Tolbert: AG Says Salary Commission Must Propose Changes In 90 Days Or Face Limits

by Jason Tolbert ([email protected]) 79 views 

As I reported last week, Sen. Jon Woods asked the Attorney General for an opinion on the timetable for the newly formed salary commission to make recommendations. Woods asked, “Must the Independent Citizens Commission provide the proposed adjustments in salary levels for all relevant elected officials in the ‘initial review’ or may the Commission issue a fact-finding report as the initial review and make decisions on future salaries at a later date?”

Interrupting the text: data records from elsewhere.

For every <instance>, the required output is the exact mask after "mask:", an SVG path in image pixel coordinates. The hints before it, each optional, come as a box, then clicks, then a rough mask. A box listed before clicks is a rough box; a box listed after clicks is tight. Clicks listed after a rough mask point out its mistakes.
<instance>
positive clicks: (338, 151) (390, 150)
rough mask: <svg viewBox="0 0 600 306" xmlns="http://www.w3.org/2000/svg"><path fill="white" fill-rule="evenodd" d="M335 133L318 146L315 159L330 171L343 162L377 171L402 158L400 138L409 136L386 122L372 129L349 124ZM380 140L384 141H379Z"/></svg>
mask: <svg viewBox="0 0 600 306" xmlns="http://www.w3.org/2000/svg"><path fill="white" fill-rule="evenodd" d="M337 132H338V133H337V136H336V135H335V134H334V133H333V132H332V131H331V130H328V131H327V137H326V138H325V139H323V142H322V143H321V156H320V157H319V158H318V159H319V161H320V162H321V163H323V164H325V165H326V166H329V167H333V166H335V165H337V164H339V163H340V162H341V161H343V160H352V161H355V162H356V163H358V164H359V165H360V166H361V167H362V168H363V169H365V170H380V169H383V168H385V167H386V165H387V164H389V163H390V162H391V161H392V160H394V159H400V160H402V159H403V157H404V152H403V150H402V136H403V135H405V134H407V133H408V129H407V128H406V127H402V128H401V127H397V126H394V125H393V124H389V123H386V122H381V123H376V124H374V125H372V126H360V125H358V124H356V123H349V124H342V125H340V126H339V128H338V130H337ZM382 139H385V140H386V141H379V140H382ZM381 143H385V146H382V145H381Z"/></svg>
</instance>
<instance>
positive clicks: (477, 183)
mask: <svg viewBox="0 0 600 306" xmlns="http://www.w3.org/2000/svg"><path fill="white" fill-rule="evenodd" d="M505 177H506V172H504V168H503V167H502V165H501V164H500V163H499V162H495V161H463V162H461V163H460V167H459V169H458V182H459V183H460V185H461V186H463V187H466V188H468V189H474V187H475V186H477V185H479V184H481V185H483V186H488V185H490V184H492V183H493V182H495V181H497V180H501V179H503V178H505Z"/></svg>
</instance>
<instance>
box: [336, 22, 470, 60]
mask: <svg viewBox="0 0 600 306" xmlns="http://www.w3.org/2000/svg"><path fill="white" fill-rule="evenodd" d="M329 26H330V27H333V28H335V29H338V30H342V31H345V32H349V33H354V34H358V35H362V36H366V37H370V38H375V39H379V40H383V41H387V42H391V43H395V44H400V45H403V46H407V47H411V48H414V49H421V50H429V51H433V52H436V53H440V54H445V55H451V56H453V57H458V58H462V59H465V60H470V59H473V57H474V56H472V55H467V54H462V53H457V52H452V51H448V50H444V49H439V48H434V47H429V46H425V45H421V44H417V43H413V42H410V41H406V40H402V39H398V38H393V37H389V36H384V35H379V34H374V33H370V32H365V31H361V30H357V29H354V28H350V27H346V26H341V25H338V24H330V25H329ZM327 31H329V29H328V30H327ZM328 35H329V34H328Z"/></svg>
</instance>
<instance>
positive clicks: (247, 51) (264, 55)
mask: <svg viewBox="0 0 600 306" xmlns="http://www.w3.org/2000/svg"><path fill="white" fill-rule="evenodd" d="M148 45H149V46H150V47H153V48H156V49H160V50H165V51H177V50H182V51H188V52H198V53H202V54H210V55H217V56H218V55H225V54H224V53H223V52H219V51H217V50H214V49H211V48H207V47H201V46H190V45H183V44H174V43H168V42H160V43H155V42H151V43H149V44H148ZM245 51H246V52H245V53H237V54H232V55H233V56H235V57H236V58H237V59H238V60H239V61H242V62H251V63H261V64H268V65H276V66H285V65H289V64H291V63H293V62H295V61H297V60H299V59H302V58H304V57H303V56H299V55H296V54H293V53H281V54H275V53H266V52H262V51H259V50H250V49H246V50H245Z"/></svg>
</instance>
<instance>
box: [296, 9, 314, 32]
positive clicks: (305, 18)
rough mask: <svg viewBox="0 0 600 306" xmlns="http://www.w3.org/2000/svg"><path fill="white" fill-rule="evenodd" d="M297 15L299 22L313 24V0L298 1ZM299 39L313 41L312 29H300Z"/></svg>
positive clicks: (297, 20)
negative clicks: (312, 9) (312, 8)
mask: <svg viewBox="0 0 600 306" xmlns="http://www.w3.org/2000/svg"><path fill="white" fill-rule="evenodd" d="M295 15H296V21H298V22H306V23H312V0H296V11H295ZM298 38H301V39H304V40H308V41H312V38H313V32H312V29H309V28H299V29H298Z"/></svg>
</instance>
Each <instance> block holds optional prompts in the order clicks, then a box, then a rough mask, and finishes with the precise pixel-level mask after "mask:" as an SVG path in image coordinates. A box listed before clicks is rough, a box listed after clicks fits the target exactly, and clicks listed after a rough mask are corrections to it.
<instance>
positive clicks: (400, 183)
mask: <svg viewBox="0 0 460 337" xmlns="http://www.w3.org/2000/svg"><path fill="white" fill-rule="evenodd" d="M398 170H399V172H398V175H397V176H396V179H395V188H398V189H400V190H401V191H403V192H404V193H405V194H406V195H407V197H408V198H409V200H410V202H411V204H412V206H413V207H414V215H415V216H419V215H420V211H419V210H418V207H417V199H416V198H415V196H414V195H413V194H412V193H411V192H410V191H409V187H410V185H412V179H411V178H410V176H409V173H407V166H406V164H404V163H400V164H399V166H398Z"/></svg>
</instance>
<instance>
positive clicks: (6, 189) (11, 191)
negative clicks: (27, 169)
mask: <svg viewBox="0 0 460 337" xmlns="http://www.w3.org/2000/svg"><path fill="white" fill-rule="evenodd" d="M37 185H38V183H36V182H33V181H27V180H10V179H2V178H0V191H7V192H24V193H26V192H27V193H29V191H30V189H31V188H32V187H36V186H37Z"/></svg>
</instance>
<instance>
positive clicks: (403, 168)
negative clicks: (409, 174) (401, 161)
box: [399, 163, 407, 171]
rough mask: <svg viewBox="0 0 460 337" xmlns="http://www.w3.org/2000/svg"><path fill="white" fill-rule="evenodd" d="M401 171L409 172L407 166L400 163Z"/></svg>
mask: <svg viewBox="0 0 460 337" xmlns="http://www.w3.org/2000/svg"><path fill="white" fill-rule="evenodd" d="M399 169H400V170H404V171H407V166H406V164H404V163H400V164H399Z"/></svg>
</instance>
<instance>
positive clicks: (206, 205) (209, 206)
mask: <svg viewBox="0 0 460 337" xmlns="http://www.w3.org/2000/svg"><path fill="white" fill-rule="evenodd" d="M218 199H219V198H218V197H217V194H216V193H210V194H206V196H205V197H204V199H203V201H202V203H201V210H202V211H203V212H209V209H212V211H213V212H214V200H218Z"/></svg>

AG Dustin McDaniel responded on Monday with an opinion that basically says the commission must either make the recommendation during this initial review period or else it will be subject to the 15% limitation upward or downward as it does in all subsequent years. Writes McDaniel…

“This question cannot be answered with a simple ‘yes’ or ‘no,’ but instead must be conditional. Nothing in Amendment 94 requires the Commission to ever make adjustments. But if the Commission does not propose a salary adjustment by the conclusion of the 90-day initial review, then Amendment 94 provides (1) that the existing salaries continue in force, and (2) that any subsequent proposed adjustment will be subject to a 15% cap. Therefore, if (as you say) the Commission decides to ‘make decisions on future salaries at a later date,’ the Commission will be limited by the 15% cap.”

McDaniel further clarifies that “If the Commission wants to adjust salaries and have that adjustment be free of the 15% cap, then the Commission must propose its adjustment(s) during the 90-day initial review period.”

This 90-day window will end on February 3, 2015, which is about four weeks from today. That means that the Commission will have to pick up the pace to get these proposals completed in that time frame.  In their first meeting, this was not completely clear and the Commission discussed primarily focusing on a review during the initial 90-day period with subsequent proposals coming much later – perhaps as long as six months to a year from now.

It appears from my reading of the opinion that this means the Commission has to “propose” the increases by February 3, but that they may consider public comments following this.

Although this time table sounds quick, it is similar to the timetable other salary commissions have used.

In Oregon for example, the salary commission – the Public Officials Compensation Commission – was created in 2008. They began meeting July 9 and had their proposal ready by September 4. After a public comment period, they voted to finalize their proposal on October 30.  Their website has a pretty good template complete with meeting agendas and minutes for our new salary commission to study. The Oregon final recommendations can be seen here.

Our salary commission plans to meet again on Wednesday, January 5 and fortunately they plan to live-stream this meeting.  It will be interesting to watch how this AG opinion changes the discussion.